To solve the problem, we need to evaluate the expression: \[ {8 \choose 0} - {8 \choose 1} + {8 \choose 2} - {8 \choose 3} + {8 \choose 4} - {8 \choose 5} + {8 \choose 6} - {8 \choose 7} + {8 \choose 8} \] ### Step 1: Recognize the Pattern This expression can be recognized as the expansion of \((1 - 1)^8\) using the Binomial Theorem. According to the Binomial Theorem, we have: \[ (a + b)^n = \sum_{k=0}^{n} {n \choose k} a^{n-k} b^k \] ### Step 2: Apply the Binomial Theorem In our case, let \(a = 1\) and \(b = -1\).
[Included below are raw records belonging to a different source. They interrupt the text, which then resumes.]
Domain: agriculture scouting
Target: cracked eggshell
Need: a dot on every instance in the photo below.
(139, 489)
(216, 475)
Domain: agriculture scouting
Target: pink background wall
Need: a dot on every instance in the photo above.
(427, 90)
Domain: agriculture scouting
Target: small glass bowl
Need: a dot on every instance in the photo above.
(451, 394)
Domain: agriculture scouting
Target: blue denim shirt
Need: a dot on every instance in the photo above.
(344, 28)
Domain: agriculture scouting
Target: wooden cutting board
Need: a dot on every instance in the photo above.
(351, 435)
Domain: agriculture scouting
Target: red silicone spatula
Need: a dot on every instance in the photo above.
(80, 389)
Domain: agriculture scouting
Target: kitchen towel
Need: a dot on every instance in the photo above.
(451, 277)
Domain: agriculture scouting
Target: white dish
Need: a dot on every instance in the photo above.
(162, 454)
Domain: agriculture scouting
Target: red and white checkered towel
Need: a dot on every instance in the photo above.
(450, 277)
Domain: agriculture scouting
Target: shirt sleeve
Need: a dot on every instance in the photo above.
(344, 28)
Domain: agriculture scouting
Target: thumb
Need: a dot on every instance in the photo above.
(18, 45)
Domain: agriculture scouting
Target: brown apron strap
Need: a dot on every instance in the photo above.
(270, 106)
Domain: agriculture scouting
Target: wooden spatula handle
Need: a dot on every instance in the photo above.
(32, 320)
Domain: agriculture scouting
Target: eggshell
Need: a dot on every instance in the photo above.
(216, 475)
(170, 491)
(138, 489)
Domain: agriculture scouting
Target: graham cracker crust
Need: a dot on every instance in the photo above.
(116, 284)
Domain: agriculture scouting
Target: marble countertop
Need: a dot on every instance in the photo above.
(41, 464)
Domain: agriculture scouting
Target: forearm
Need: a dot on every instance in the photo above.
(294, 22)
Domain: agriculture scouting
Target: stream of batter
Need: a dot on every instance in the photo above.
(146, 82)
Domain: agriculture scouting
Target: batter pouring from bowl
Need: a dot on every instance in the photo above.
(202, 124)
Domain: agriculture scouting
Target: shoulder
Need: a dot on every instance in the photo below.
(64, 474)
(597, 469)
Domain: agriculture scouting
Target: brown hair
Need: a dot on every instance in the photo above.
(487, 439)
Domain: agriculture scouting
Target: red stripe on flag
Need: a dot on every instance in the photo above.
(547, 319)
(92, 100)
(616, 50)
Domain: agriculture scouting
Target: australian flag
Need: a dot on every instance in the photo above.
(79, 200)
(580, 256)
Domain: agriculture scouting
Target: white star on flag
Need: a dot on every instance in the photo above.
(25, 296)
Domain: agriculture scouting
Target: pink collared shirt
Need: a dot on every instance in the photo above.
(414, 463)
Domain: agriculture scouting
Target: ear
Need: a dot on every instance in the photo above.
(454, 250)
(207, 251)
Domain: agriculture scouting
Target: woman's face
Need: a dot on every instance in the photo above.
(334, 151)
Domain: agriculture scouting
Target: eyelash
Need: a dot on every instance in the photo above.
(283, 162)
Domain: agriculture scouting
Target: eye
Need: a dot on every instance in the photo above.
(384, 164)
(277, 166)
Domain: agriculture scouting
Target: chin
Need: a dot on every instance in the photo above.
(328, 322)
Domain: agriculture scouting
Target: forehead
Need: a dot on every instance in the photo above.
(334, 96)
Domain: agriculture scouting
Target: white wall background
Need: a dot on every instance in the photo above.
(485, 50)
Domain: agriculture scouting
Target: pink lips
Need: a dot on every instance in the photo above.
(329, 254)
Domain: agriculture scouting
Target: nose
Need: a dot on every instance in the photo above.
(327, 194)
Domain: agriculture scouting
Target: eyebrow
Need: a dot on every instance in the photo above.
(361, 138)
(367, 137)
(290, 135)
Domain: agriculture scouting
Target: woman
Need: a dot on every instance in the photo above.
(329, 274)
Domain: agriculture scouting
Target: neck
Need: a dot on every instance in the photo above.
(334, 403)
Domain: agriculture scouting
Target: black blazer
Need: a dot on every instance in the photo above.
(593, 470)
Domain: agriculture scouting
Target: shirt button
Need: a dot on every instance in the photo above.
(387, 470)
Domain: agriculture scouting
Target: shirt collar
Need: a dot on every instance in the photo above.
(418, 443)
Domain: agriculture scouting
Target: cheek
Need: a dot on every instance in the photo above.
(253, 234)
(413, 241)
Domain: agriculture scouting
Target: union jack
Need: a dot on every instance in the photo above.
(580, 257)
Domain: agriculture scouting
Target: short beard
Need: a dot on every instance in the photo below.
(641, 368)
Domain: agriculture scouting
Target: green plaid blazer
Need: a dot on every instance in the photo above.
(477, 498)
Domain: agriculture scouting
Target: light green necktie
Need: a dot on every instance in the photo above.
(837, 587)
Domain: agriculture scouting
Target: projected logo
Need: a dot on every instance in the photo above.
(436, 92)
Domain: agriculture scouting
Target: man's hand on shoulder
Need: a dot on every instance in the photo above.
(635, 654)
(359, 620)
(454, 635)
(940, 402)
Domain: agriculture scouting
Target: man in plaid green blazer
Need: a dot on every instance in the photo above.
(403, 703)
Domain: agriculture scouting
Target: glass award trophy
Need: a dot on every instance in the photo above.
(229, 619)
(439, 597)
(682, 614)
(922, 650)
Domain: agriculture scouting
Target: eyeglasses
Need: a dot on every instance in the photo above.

Therefore, we can express the left-hand side as: \[ (1 - 1)^8 = \sum_{k=0}^{8} {8 \choose k} (1)^{8-k} (-1)^k \] ### Step 3: Simplify the Expression This simplifies to: \[ (1 - 1)^8 = 0^8 = 0 \] ### Step 4: Conclusion Thus, the value of the original expression is: \[ {8 \choose 0} - {8 \choose 1} + {8 \choose 2} - {8 \choose 3} + {8 \choose 4} - {8 \choose 5} + {8 \choose 6} - {8 \choose 7} + {8 \choose 8} = 0 \] ### Final Answer The value of the expression is \(0\). ---